The high cardiovascular risk inclusion criteria for the EMPA-REG study are given in Table 2. We will identify people with each of these cardiovascular risk factors using our ontological process to identify the nearest matching clinical diagnostic codes, or other codes which identified the presence of the risk factor. We will include the full description of this process and the final list of codes generated in the final manuscript.

Table 2 A comparison of the inclusion criteria of the EMPA-REG OUTCOMES trial with the nearest match available from routine UK primary care data

Statistical Methods

Standard descriptive statistics (mean, standard deviations etc.) will be used to describe the characteristics of the various populations. This will include describing baseline HbA1c at initiation of therapy with SGLT2 inhibitor.
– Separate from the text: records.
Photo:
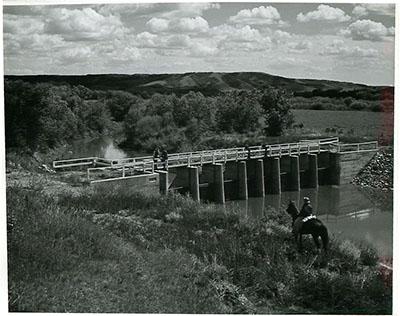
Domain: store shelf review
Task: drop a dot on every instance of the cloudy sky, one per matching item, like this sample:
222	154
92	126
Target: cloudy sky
346	42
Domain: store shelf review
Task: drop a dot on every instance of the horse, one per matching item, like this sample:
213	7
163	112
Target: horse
312	226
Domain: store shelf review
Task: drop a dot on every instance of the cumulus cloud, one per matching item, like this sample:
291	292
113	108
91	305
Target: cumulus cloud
22	25
198	49
257	16
195	25
181	10
184	25
75	54
126	54
367	30
236	34
359	10
178	41
146	39
239	38
84	24
300	46
324	13
338	48
381	9
158	25
281	36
We will report the crude rates of each outcome measure for each cohort, as well as the proportion of people with each outcome of interest together with 95% confidence intervals.

Strengths and Limitations

The strengths of the dataset have been broadly eluded to in the "Data Source" section. The large-scale (>1.2 million records) of this very complete real world evidence dataset is a particular strength. Despite the large size of the dataset only a minor of people with T2DM have been initiated on SGLT2 inhibitors to date and therefore subgroup analyses may not have sufficient power to resolve differences between groups.
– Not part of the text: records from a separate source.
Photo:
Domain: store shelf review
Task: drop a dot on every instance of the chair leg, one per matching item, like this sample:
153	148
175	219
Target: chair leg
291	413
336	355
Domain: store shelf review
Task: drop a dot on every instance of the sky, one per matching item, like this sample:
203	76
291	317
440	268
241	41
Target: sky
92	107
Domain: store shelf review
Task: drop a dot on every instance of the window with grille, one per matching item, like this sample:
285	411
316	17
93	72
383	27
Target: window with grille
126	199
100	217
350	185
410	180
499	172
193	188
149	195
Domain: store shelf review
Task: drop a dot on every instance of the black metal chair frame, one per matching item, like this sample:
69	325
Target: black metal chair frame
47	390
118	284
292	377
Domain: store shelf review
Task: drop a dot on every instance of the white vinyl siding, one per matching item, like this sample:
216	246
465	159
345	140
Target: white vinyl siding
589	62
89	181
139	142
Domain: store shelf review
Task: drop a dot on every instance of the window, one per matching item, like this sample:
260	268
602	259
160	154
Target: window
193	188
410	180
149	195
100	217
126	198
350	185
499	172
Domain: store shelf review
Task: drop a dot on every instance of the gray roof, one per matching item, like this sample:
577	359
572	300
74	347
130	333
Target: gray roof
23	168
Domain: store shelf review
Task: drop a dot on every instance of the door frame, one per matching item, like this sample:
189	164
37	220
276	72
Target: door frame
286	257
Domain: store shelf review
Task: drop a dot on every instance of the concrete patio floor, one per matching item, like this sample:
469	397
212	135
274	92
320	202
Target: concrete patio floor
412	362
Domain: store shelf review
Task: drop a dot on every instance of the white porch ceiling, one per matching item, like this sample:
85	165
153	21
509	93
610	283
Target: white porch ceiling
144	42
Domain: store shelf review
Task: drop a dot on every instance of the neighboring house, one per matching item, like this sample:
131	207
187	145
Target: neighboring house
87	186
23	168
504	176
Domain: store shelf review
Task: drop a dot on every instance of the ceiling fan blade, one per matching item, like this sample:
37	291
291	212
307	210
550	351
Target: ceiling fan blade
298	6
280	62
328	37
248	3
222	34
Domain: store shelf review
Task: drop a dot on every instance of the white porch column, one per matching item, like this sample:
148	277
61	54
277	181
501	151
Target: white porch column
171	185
An additional limitation is the potential for missing data on EMPA-REG inclusion criteria in the primary care record. A number of patients may have the condition of interest without documentation of this in the primary care record. However, as all the EMPA-REG inclusion criteria are major cardiovascular risk factors and the monitoring and recording of these risk factors are part of current primary care pay for performance targets in the UK (Quality and Outcome Framework), this effect is likely to be small. Any additional limitations identified during the conduct of the study will be discussed in the final study manuscript.
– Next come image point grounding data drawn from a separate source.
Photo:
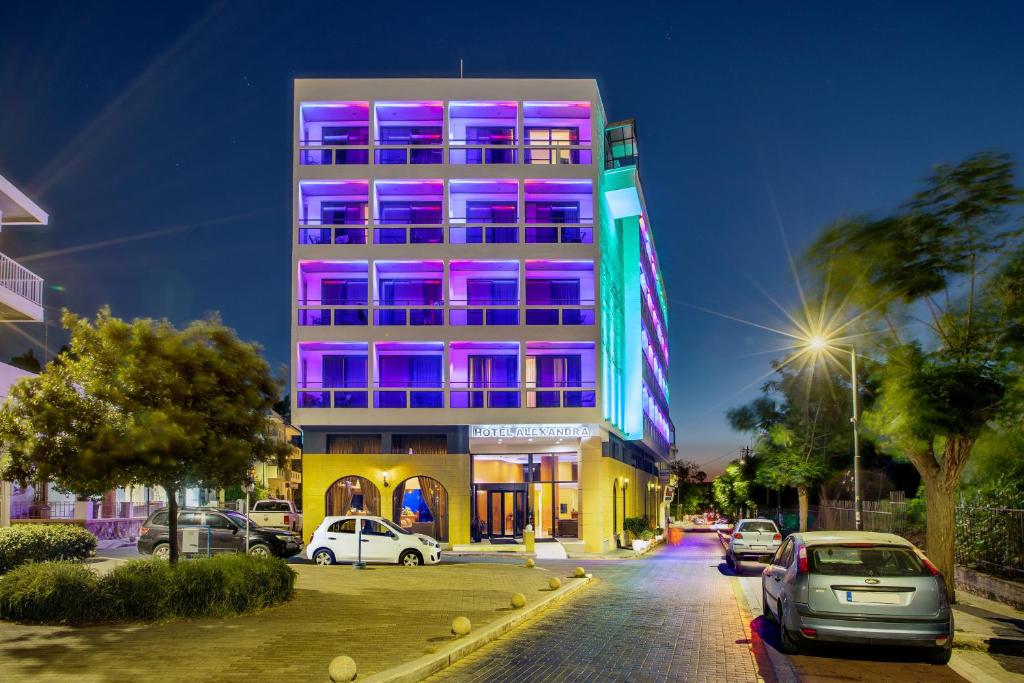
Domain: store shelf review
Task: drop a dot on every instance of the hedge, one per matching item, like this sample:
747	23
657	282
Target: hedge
145	590
41	543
Compliance with Ethics Guidelines

All data to be used have been anonymised at the point of data extraction. No clinically identifiable information will be made available to researchers or in any publications. The study has been tested against the Health Research Authority (HRA)/Medical Research Council (MRC) “is this research” tool (http://www.hra-decisiontools.org.uk/research/) and is considered to be an audit of current practice when compared to best available evidence. The study therefore does not require specific ethical approval. Approval for this work has been granted by the RCGP RSC study approval committee.

Conclusion

This real world evidence cross-sectional analysis will demonstrate which proportion of people with T2DM, in an unselected population, are likely to benefit from the cardiovascular protection demonstrated in the EMPA-REG trial. These data will provide clinicians with valuable insights into the best applications for these important trial data.